接下來,羅烈更加謹慎,絕不敢觸碰任何的東西。
還是碰到了幾次危險。
這麼一圈走下來,黑帝行宮直接被羅烈打上極度危險的標籤,他甚至都一度生出是否放棄入黑帝行宮的念頭,太危險。
最後卻又不得不入。
他個人能力,根本闖不出血海,離開黑帝行宮範圍也是隕落血海。
與其出去送死,不如冒險一試。
而且羅烈多少也有點判斷,雖說外邊危險重重,宮牆內好像不是那麼回事兒,有什麼在鎮壓那些殘留的戰鬥痕跡。

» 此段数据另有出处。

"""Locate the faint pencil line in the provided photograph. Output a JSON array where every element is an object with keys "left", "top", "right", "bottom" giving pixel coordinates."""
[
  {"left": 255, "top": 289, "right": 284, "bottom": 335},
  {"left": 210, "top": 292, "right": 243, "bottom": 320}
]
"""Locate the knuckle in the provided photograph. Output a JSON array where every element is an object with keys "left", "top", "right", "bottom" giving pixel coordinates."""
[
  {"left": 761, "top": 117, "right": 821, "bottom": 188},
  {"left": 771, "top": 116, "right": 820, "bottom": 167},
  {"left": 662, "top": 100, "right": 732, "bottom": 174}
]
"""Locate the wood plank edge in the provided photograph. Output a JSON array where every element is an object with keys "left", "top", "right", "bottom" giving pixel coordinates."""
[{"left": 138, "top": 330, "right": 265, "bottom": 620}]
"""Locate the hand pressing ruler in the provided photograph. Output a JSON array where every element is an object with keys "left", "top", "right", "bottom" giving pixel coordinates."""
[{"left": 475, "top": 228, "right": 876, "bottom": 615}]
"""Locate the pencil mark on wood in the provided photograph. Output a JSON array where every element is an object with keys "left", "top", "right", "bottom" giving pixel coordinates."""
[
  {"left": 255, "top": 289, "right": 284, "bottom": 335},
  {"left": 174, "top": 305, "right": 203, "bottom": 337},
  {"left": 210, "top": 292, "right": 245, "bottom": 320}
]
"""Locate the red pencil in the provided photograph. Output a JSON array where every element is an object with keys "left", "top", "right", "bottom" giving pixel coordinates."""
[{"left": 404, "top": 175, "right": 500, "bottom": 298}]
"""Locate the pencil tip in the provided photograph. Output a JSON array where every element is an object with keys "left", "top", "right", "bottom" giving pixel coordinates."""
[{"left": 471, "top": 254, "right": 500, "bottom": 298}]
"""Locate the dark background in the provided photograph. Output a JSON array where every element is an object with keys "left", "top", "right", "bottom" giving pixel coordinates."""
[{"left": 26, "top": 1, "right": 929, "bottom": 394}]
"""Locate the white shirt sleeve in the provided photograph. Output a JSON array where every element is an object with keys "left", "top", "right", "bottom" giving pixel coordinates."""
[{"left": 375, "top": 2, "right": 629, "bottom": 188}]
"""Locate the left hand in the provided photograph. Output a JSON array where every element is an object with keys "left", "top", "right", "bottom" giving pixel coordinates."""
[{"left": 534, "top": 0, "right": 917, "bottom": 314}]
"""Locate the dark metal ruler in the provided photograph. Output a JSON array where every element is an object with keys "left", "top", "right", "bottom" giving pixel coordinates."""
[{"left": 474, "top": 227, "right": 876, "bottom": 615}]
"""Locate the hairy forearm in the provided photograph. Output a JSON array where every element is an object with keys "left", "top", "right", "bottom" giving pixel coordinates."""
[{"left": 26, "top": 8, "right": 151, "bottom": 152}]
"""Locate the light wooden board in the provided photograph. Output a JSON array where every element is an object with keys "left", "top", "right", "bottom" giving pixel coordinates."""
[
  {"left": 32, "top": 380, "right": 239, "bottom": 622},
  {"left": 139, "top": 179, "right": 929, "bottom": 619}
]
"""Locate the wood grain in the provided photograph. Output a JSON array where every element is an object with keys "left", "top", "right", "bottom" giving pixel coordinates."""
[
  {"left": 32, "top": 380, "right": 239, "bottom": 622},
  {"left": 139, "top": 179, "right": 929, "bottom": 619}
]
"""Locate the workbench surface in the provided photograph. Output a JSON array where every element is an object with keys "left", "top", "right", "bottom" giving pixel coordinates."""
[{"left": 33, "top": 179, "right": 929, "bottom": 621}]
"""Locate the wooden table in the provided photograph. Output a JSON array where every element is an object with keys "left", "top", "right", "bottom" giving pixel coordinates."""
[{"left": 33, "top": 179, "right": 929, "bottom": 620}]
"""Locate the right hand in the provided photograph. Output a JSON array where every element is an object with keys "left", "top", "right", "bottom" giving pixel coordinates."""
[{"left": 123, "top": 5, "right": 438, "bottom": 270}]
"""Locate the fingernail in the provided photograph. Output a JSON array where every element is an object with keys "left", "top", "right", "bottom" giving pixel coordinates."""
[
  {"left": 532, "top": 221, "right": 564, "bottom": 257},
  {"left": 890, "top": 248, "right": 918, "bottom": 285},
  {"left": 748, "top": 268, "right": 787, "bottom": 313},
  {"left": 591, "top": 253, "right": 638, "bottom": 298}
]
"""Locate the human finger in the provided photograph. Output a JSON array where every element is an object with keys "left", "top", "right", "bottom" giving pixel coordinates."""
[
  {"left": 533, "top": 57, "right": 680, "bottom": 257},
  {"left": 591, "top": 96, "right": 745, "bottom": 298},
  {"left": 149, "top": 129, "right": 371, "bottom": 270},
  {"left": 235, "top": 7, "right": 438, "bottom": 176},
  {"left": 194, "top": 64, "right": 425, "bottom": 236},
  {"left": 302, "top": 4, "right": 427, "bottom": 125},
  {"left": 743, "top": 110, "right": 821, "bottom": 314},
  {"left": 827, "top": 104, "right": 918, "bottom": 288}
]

內部的危險,反而是死後執念不滅,仍舊守護此地的南鬥七殺軍。
羅烈頭疼,想不到法子。
實力差距太大,光是那名將軍,對他而言,便是無法戰勝的。
思來想去,也沒辦法,他乾脆就在這黑帝行宮外盤坐下來,修煉起來。
修煉無時日,轉眼十餘日過去。
羅烈被墨玉龍馬喚醒。
他在修煉,這墨玉龍馬就負責起護法的職責,隨着蛻變爲墨玉龍馬,是全方位的提升,智慧方面,一般的天才不見得能比得過。
“有人來了?”
羅烈起身,向墨玉龍馬指的方向看去。
那是黑帝行宮右後方。
黑帝行宮本身就有某種偉力,在這血海底支撐出一個偌大的空間,嚴禁海水滲透,而且空氣流通還很好,好似黑帝行宮能夠直接牽引外界的空氣進來。
在這空間外面,血海水盪漾中,朦朧的能看到三十多人。
羅烈帶着墨玉龍馬向一側移動,以免被發現,透過一絲縫隙觀察。
三十餘人,有兩個共同點。
其一,每個人的眉心都有血色印記,顯示他們都是覺醒者。
其二,全都身穿黑色的殘破甲冑,與南鬥七殺軍的軍士身上穿的相近。
這些人卻都沒有踏入黑帝行宮營造出來的無水空間,而是就站在血海之中,且非常的謹慎,其中至少有一半的人負責在戒備身後看不清的海水,另外一半纔將注意力放在黑帝行宮上面,且仍是眼角餘光隨時關注海水內的動向,似是極度忌憚血海中的危險。